I was considering adding a method to IMarkup to escape non-markup usage
of characters that might be mistaken for markup, but it doesn't seem
needed and would break anything that implements IMarkup. So, the code I
wrote is only present in comments in markup-related files.
tommyettinger added a commit that referenced this issue Sep 8, 2018
Most of the distance field fonts now include the full block image at
Unicode codepoint 0. That block was previously a separate Texture, and
that has performance downsides when mostly rendering text. By keeping an
entire text-based line as potentially one String with different colors,
we also open up possibilities for both optimizing our drawing a little
better, and for using markup on long Strings (as I'd like to have for
#16 )Though the fonts should keep the changes in this commit for later
(it gave me a chance to improve some unrelated spacing issues in some
fonts), TextCellFactory will have its changes in this commit immediately
reverted, since not all fonts have a block at codepoint 0, including
probably all user-created fonts. The solution is probably to use a
subclass of TextCellFactory for fonts we know have been made to use the
block in the font, and default to the normal separate texture for all
other fonts.
tommyettinger added a commit that referenced this issue Sep 8, 2018
This was directly inspired by #16 and Rakaneth's approach to generating
IColoredStrings by parsing GDX color markup; this way also uses regular
expressions, but uses RegExodus like the rest of SquidLib for GWT
compatibility.

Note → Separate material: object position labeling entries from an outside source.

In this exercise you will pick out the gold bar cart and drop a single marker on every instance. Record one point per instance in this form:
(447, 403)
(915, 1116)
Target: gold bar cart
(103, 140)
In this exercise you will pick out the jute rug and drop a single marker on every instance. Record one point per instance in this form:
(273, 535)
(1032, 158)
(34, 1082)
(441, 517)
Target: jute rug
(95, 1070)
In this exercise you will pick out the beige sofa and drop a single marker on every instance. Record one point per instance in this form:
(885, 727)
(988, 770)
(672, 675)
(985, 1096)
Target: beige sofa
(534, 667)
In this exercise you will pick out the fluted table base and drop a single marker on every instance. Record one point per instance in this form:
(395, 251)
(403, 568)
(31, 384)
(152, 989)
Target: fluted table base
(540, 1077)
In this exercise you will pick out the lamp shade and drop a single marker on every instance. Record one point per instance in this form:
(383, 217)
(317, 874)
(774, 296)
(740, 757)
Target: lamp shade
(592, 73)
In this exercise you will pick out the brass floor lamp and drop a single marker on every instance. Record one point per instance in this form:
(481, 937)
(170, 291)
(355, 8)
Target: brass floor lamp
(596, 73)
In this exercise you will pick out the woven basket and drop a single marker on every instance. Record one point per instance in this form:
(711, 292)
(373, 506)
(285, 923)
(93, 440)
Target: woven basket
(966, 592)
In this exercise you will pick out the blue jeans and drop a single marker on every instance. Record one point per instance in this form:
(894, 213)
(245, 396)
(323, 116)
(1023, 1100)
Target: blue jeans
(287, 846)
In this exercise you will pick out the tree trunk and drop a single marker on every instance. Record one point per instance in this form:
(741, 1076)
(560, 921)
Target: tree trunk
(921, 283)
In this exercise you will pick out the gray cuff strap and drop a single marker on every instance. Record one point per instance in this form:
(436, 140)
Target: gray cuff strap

Some more-advanced and less-documented RegExodus features
are used here to simplify the code, at least for me since I've attempted
to understand RegExodus for a while now. This can generate colorful text
like at the bottom of this screenshot, https://i.imgur.com/CBsLzdL.png ,
using code like this:
```
IColoredString<Color> text = GDXMarkup.instance.colorString(
"Use numpad or vi-keys ([CW Bright Red]h[CW Bright Apricot]j[CW Bright
Yellow]k[CW Bright Lime]l" +
"[CW Bright Jade]y[CW Bright Azure]u[CW Bright Sapphire]b[CW Flush
Purple]n[]) to move. Use " +
"[CW Pale Indigo]?[] for help, [CW Faded Brown]f[] to filter colors, [CW
Gray White]q[] to quit. " +
"Click the top or bottom border of this box to scroll.");
```
This wrapper around GDX markup isn't the most convenient way of
specifying colors that I can think of, but it's pretty nice.